Single-Cell Multiomic Profiling of TP53 Mutated Myelodysplastic Neoplasms - All Clones Are Not Equal

Background

In patients with myelodysplastic neoplasms (MDS) the acquisition of multi-hit rather than single hit TP53 mutations and chromosomal copy number alterations (CNAs) confers a dismal prognosis with no standard of care therapeutics. Currently available clinical diagnostic tests cannot confidently determine if TP53 mutations are single or multi-hit events or whether CNAs are part of the same clone.

Aims

We set out to apply a multiomic platform incorporating single-cell DNA sequencing and surface protein mapping to uncover the clonal architecture and clinically relevant genetic heterogeneity, with the ambition of utilising this test to determine cell surface phenotype and the landscape of TP53 mutations and CNAs.

Methods

We performed single-cell sequencing on non-enriched bone marrow mononuclear cells (BM MNCs) in a cohort of 16 MDS patients with reported TP53 mutation/s. All patients had either an additional chromosome 5 or 7 alteration detected by routine clinical diagnostic testing. We designed a bespoke 621 amplicon panel including 45 recurrently mutated genes in MDS and common SNPs across regions of significant chromosomal copy loss and gain, additionally staining samples with a 42-plex oligo-antibody cocktail for cell surface phenotyping.

Results

13,480 BM MNCs passed protein expression quality control criteria. Of these, 10,791 cells (~80%) presented with concurrent high genotype quality (GQ>20) variant calling data, confirming the expected TP53 mutations in 14/16 patients. Clustering of protein expression data resulted in 10 distinct cell types. Analysis of TP53 variant distribution across the haematopoietic hierarchy revealed that in all but one case, TP53 mutations were absent in T cells, confirming their somatic nature. Comparison of the fraction of wild-type (WT) to TP53 mutated cell types in the remaining patients (n=13) revealed a significant relative expansion of stem and progenitor cells, most strikingly in HSPCs (0.01 vs 0.15, p=0.0007) and erythroid progenitors (0.05 vs 0.25, p=0.0007), with a relative decrease of lymphoid progenitors (0.05 vs 0.01; p=0.0007), CD8 T cell (0.24 vs 0.01, p=0.0002), CD4 T cell (0.22 vs 0.01, p=0.0002), B cell (0.05 vs 0.004, p=0.033).

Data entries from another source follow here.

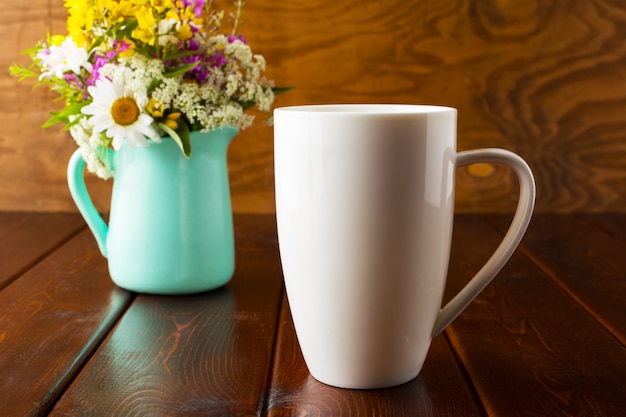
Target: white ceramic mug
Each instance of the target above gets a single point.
(364, 205)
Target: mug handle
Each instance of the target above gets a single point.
(78, 190)
(509, 243)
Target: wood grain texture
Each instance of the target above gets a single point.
(527, 347)
(201, 355)
(51, 320)
(439, 390)
(544, 79)
(26, 238)
(567, 251)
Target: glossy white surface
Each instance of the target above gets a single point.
(364, 202)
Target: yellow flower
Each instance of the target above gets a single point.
(56, 40)
(80, 19)
(145, 26)
(161, 5)
(171, 120)
(155, 108)
(184, 32)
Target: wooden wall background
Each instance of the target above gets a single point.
(543, 78)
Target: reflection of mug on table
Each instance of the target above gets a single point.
(364, 205)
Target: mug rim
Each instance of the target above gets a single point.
(367, 108)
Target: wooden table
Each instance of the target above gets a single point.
(546, 338)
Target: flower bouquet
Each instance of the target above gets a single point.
(134, 73)
(136, 70)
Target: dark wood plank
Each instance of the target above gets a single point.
(439, 390)
(51, 319)
(587, 262)
(613, 223)
(201, 355)
(26, 238)
(528, 347)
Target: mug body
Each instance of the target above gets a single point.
(364, 205)
(170, 226)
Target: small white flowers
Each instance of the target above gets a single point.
(59, 59)
(117, 112)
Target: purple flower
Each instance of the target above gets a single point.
(196, 5)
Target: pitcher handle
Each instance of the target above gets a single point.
(78, 190)
(510, 241)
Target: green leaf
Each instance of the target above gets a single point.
(181, 136)
(175, 72)
(63, 116)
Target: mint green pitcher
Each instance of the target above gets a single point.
(170, 226)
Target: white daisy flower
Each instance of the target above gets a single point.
(116, 111)
(59, 59)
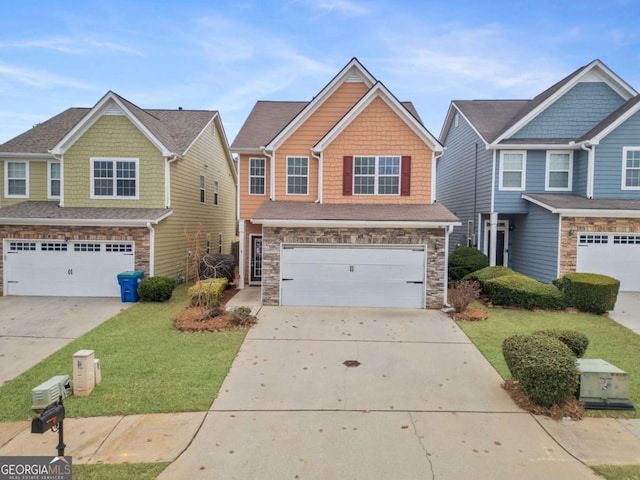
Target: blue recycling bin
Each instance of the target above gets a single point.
(128, 282)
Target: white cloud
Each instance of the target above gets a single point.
(342, 7)
(38, 78)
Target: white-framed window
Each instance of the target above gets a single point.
(114, 178)
(376, 175)
(513, 168)
(54, 179)
(257, 176)
(16, 179)
(631, 168)
(559, 171)
(297, 175)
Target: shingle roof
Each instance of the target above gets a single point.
(576, 202)
(43, 136)
(175, 129)
(353, 212)
(49, 210)
(490, 117)
(268, 118)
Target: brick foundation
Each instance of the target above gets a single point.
(433, 238)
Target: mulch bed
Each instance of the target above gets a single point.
(196, 319)
(571, 408)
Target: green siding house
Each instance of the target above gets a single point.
(96, 191)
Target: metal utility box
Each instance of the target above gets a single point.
(602, 385)
(84, 372)
(49, 392)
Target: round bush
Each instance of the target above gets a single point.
(465, 260)
(522, 291)
(156, 289)
(544, 366)
(576, 341)
(589, 292)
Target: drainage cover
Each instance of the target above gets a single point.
(351, 363)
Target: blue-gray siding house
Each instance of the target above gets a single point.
(549, 185)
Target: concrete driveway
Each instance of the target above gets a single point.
(415, 400)
(627, 310)
(32, 328)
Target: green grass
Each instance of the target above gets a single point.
(130, 471)
(618, 472)
(607, 340)
(147, 366)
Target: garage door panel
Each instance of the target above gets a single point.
(348, 276)
(66, 268)
(615, 255)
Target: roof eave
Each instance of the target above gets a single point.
(354, 223)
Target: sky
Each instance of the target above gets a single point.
(226, 55)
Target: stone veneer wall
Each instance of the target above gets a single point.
(569, 243)
(434, 238)
(139, 235)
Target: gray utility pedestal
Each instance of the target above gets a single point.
(602, 385)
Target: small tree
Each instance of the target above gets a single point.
(462, 294)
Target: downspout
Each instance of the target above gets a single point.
(152, 248)
(61, 159)
(167, 179)
(590, 169)
(447, 232)
(272, 170)
(434, 161)
(319, 158)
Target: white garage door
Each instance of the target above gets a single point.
(616, 255)
(352, 276)
(68, 269)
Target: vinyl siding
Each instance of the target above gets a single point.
(456, 178)
(37, 183)
(377, 131)
(575, 113)
(113, 136)
(309, 133)
(533, 244)
(609, 161)
(192, 220)
(250, 203)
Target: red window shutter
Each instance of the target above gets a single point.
(405, 181)
(347, 176)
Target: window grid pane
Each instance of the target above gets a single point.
(297, 175)
(632, 177)
(257, 176)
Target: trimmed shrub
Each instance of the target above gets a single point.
(465, 260)
(488, 273)
(589, 292)
(525, 292)
(217, 265)
(576, 341)
(240, 316)
(462, 293)
(207, 293)
(544, 367)
(156, 289)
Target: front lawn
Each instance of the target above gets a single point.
(608, 340)
(147, 366)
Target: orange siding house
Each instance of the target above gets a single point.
(336, 200)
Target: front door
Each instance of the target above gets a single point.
(501, 241)
(255, 275)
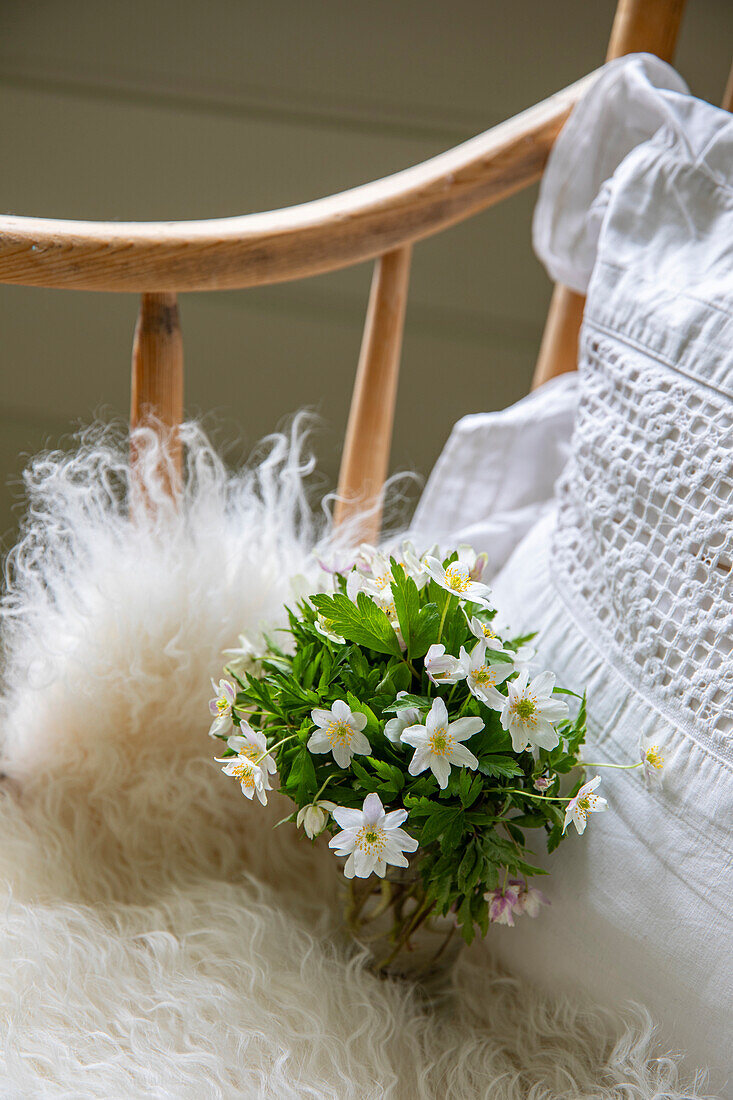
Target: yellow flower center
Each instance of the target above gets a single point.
(370, 838)
(586, 804)
(244, 772)
(441, 741)
(456, 580)
(338, 733)
(525, 710)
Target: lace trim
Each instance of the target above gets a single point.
(644, 540)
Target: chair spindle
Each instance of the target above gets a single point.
(157, 377)
(365, 457)
(639, 25)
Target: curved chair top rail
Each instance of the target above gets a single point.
(295, 242)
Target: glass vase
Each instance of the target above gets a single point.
(405, 938)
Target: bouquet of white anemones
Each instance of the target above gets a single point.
(400, 721)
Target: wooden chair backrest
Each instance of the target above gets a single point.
(380, 220)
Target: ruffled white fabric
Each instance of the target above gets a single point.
(630, 579)
(496, 474)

Leveraging single-cell allele frequency, we then stratified TP53 mutant cells into single and multi-hit TP53 clones, with and without coexistent CNAs, specifically focusing on chromosome 5 and 7 due to their dominance in our cohort and prognostic importance. Most patients (11/13; 85%) had multi-hit clones with linear clonal evolution from wild type through to multi-hit TP53 clones followed by CNAs, with the remainder presenting with branching evolution dictated by loss or amplification (LOH or CNA) of the TP53 mutant alleles. Two patients (2/13; 15%) presented with only single hit mutations, with one harboring del5q.

In addition, single-cell sequencing revealed that a TP53 mutation in one patient detected at a bulk VAF of 44% was in fact a previously unrecognised germline mutation, detected in all cells including T cells. Inferring clonal evolution in this patient, we observed the linear acquisition of several subclones stemming from the germline mutant clone, defined by the acquisition of multiple mutations in TET2 and ZRSR2. Interestingly, the cellular distribution of these clones was sparse and did not mimic that of somatic TP53 mutant clones.

Importantly, we identified TP53 multi-hit or del5q only clones in two low VAF TP53 mutated patients (<20% VAF) MDS patients, respectively 17% and 13.4%, where cellular distribution mirrored multi-hit clones observed in higher VAF (>20% VAF) MDS. This observation challenges the current clinical diagnostics criteria which commonly stratifies TP53 mutated MDS patients into single vs multi-hit based on a 20% VAF cut-off, supporting the potential added value of single-cell genomics analyses.

Conclusion

Our single-cell multi-modal investigation of TP53 mutant MDS revealed distinct cellular distributions of single versus multi-hit clones with a marked HSPC and erythroid expansion, providing additional information with important clinical implications above that provided by routine diagnostic testing.